Société
13:40 25 juillet 2014 | mise à jour le: 25 juillet 2014 à 13:40 temps de lecture: 4 minutes

Le consulat général de France vend son bâtiment

IMMOBILIER. Le consulat général de France à Québec a mis son bâtiment historique en vente au coût de 3M$. Il occupe la «Maison Kent», l’une des plus anciennes bâtisses de la Ville située au 25, rue Saint-Louis, depuis 1980. Le déménagement pourrait être prévu pour l’été prochain.

Le consulat général souhaite déménager dans des locaux plus modernes.

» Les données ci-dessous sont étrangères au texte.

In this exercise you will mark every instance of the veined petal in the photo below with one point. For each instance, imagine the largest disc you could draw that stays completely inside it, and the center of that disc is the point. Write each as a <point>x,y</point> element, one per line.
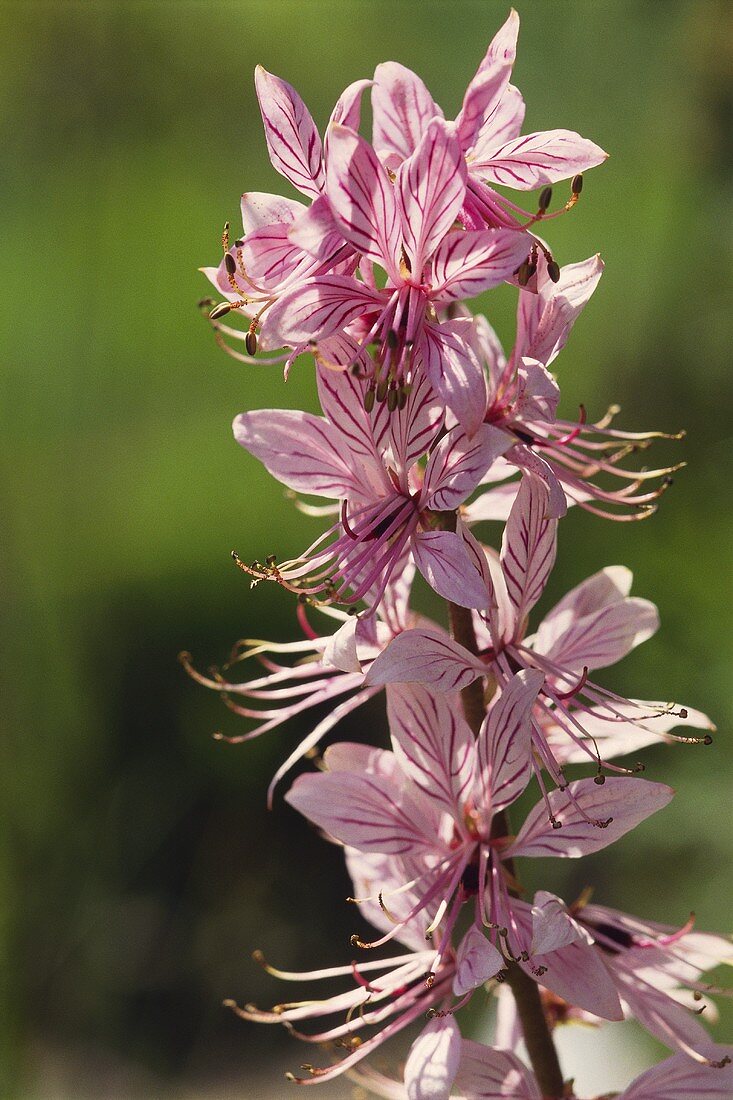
<point>603,637</point>
<point>488,1074</point>
<point>468,263</point>
<point>544,319</point>
<point>262,209</point>
<point>429,189</point>
<point>433,1060</point>
<point>608,586</point>
<point>370,813</point>
<point>301,450</point>
<point>626,801</point>
<point>504,743</point>
<point>291,133</point>
<point>319,307</point>
<point>535,160</point>
<point>477,960</point>
<point>433,744</point>
<point>679,1078</point>
<point>502,123</point>
<point>458,464</point>
<point>341,396</point>
<point>425,657</point>
<point>444,561</point>
<point>402,108</point>
<point>528,546</point>
<point>455,371</point>
<point>362,199</point>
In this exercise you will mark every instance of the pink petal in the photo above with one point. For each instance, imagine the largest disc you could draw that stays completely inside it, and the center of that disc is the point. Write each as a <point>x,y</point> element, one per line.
<point>442,560</point>
<point>553,926</point>
<point>433,1060</point>
<point>528,546</point>
<point>402,108</point>
<point>319,307</point>
<point>315,231</point>
<point>347,111</point>
<point>487,1074</point>
<point>429,189</point>
<point>468,263</point>
<point>425,657</point>
<point>603,637</point>
<point>362,199</point>
<point>545,319</point>
<point>481,101</point>
<point>261,209</point>
<point>371,813</point>
<point>504,744</point>
<point>680,1078</point>
<point>301,450</point>
<point>291,133</point>
<point>477,960</point>
<point>458,464</point>
<point>604,589</point>
<point>453,371</point>
<point>536,160</point>
<point>503,123</point>
<point>433,745</point>
<point>627,801</point>
<point>341,396</point>
<point>271,260</point>
<point>413,428</point>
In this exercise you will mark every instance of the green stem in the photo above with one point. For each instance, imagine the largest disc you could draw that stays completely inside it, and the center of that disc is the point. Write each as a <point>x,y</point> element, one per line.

D’après les informations obtenues, il pourrait s’installer dans l’édifice J-A-Tardif situé près de l’hôtel Le Concorde au 500, Grande Allée Est. Il s’agirait d’une location d’espace.

Situé aux abords du château Frontenac, le bâtiment qui abrite le consulat général de France dispose d’une douzaine de stationnements, approximativement 38 pièces dont 24 bureaux, ascenseur. Le revêtement de la toiture date de 2007 et le système de chauffage est récent. Sur le site du promoteur Perry Wong, chargé de la vente, on peut noter que l’édifice est «vendu sans garantie légale aux risques et périls de l’acheteur».

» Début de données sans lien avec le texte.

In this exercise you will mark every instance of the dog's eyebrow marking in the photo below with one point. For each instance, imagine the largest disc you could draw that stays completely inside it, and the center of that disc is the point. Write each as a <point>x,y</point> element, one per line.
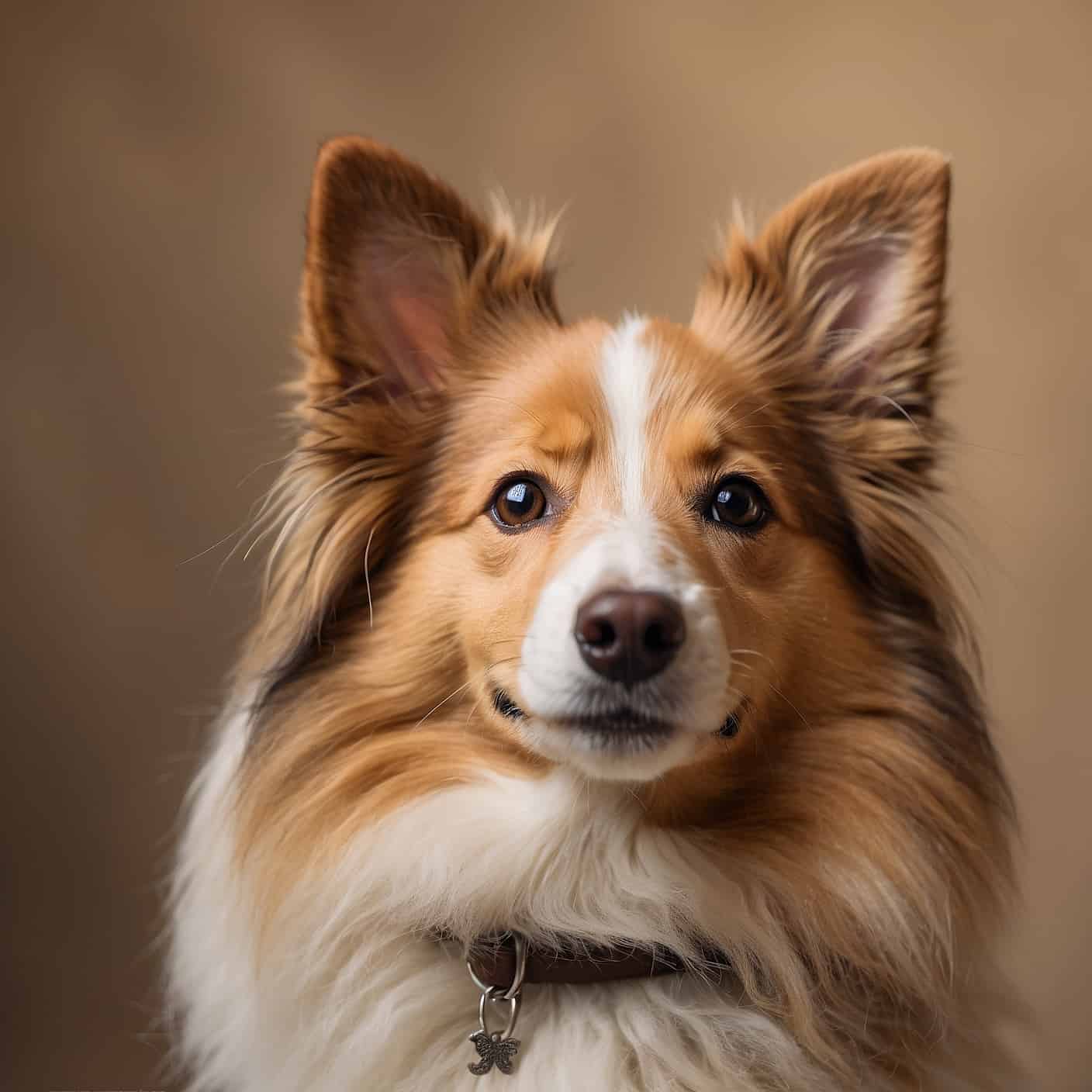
<point>626,371</point>
<point>565,435</point>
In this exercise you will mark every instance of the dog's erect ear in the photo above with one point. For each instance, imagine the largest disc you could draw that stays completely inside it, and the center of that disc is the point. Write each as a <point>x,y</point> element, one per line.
<point>851,272</point>
<point>396,265</point>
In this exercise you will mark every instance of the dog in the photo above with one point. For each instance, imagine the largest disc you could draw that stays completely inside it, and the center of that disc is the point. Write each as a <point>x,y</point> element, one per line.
<point>610,722</point>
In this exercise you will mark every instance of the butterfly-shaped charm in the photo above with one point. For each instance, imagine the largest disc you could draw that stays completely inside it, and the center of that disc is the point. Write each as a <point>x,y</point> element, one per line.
<point>494,1052</point>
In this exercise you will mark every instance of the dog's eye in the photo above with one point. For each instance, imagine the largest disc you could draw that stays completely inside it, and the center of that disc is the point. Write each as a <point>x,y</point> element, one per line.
<point>738,503</point>
<point>519,503</point>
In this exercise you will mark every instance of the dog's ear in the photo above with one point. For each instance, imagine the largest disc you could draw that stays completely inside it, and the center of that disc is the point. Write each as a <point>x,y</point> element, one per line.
<point>398,268</point>
<point>848,280</point>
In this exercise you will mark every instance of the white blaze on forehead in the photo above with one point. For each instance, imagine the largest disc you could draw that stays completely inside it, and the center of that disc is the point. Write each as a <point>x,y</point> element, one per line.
<point>626,371</point>
<point>623,546</point>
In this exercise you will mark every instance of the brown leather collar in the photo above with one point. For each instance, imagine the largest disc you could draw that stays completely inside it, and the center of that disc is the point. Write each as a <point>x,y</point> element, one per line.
<point>492,960</point>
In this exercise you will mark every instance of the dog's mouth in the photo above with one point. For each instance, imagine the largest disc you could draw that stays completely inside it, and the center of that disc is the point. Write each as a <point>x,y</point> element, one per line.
<point>617,724</point>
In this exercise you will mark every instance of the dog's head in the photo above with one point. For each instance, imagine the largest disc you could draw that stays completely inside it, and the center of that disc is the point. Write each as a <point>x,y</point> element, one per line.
<point>617,548</point>
<point>691,559</point>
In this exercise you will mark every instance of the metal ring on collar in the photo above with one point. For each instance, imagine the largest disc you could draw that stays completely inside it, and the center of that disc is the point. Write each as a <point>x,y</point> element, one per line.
<point>521,969</point>
<point>492,994</point>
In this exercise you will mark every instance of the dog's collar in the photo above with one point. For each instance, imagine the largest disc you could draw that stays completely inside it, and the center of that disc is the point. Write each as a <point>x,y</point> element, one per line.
<point>501,964</point>
<point>492,961</point>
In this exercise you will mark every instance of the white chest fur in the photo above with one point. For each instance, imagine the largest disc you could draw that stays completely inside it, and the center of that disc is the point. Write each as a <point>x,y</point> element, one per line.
<point>351,995</point>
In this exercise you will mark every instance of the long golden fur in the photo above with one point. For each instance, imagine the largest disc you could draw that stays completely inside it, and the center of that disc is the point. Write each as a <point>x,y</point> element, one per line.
<point>862,802</point>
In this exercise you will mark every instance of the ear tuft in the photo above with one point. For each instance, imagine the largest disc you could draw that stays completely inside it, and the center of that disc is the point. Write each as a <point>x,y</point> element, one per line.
<point>396,264</point>
<point>852,275</point>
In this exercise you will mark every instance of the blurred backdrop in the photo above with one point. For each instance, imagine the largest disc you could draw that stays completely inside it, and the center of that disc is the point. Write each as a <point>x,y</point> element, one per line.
<point>154,189</point>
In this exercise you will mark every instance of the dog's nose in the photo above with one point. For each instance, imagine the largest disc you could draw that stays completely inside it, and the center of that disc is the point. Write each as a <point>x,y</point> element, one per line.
<point>629,636</point>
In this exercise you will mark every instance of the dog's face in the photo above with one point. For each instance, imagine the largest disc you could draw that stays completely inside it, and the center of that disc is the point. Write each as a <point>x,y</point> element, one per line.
<point>626,551</point>
<point>623,546</point>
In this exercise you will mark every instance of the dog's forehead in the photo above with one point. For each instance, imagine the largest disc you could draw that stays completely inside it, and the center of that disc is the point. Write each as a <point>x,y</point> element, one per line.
<point>639,382</point>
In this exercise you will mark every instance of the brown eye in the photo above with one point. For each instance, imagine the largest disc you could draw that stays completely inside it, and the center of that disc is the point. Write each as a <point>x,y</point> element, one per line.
<point>519,503</point>
<point>738,503</point>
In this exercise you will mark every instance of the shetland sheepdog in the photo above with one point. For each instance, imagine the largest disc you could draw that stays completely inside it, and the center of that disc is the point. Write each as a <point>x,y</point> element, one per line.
<point>610,722</point>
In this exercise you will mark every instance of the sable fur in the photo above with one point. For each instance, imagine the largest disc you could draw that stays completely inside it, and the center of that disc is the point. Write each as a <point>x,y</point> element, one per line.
<point>848,851</point>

Le bâtiment «où nous sommes aujourd’hui nécessiterait des travaux très importants de sécurisation et de modernisation. Le consulat ne répond plus aux missions d’un consulat général, il est peu fonctionnel et difficile d’accès. L’immeuble dans lequel nous allons nous installer sera plus proche du centre politique et administratif de Québec et il répondra aux normes de sécurité. On va déménager pour le meilleur», confie Yasmine Berthou, attachée de presse au consulat général de France à Québec.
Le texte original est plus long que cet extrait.